I am inspecting Bio.PDB.Model objects in the Python interpreter. I don't see any method to REMOVE Chains from Models in the documentation, only a method to add them. In fact, I am not sure how child objects are stored inside Bio.PDB objects, they are well hidden. There appear to list-like and dictionary-like views of the children, here's an example of a Model with two Chains:

In [15]: model.child_list
Out[15]: [<Chain id=A>, <Chain id=B>]

In [16]: model.child_dict
Out[16]: {'B': <Chain id=B>, 'A': <Chain id=A>}

Comments and advice are appreciated, thanks!

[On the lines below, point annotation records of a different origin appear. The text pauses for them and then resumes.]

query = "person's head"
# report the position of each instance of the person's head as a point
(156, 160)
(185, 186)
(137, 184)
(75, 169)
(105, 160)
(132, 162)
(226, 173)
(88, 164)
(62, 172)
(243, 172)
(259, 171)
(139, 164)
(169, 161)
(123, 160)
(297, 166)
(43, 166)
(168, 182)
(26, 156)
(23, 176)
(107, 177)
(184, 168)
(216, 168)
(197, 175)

Biopython DSSP • 3.3k views

ADD COMMENT • link 7.4 years ago by jladasky • 0

score 0 · Answer 1 · 2016-12-03

Well, I have a solution. It may not be the most elegant solution, but it works. Maybe someone else who needs to get DSSP information out of Biopython can make use of it.

# Procedure to extract DSSP information from PDB files with multiple
# Chains, using Python 3.5, Biopython 1.66, and DSSP (mkdssp) 2.2.1
# 2016-12-02
# John J. Ladasky Jr., Ph.D.

from Bio.PDB.PDBParser import PDBParser
from Bio.PDB import DSSP 
from Bio.PDB.PDBExceptions import PDBConstructionWarning
import warnings

multiple_chains = False
with open(path, "r") as f:
    with warnings.catch_warnings():
        warnings.simplefilter("error")      # warnings become exceptions
        try:
            structure = _parser.get_structure("tmp", path)
        except PDBConstructionWarning:
            # The Model in the PDB file consists of multiple Chains.
            # Calling DSSP with the current Model will concatenate 
            # all Chains, and this is unavoidable because it's 
            # external to Python.  The DSSP result will need to be
            # truncated after the fact.
            warnings.simplefilter("ignore")
            structure = PDBParser().get_structure("tmp", path)
            multiple_chains = True
    model = next(structure.get_models())    # I always work with Model 1
    output = DSSP(model, path)              # DSSP expects a Model, why?
    if multiple_chains:
        # A DSSP object is dictionary-like, but with ordered keys.
        # The keys are nested tuples which are structured like PDB 
        # Residue identifiers.  The first element of the tuple is
        # the Chain name (typically, "A").
        chain_a = output.keys()[0][0]
        subset_keys = [k for k in output.keys() if k[0] == chain_a]
        # Now use the keys in chain "A" to truncate output.  The 
        # output object need not be a DSSP object, it just needs to
        # yield the right values when iterated below.
        output = [output[k] for k in subset_keys]
    num, amino, dssp = [], [], []
    for (n, a, d, *unused) in output:
        num.append(n)
        amino.append(a)
        dssp.append(d)

You supply a path to the PDB file, in the string named "path". After running this code, the amino acid numbers are in num, the residues are in amino, and the DSSP assignments are in dssp. There is other information in a DSSP object that I'm not using, which I pack into the tuple named "unused."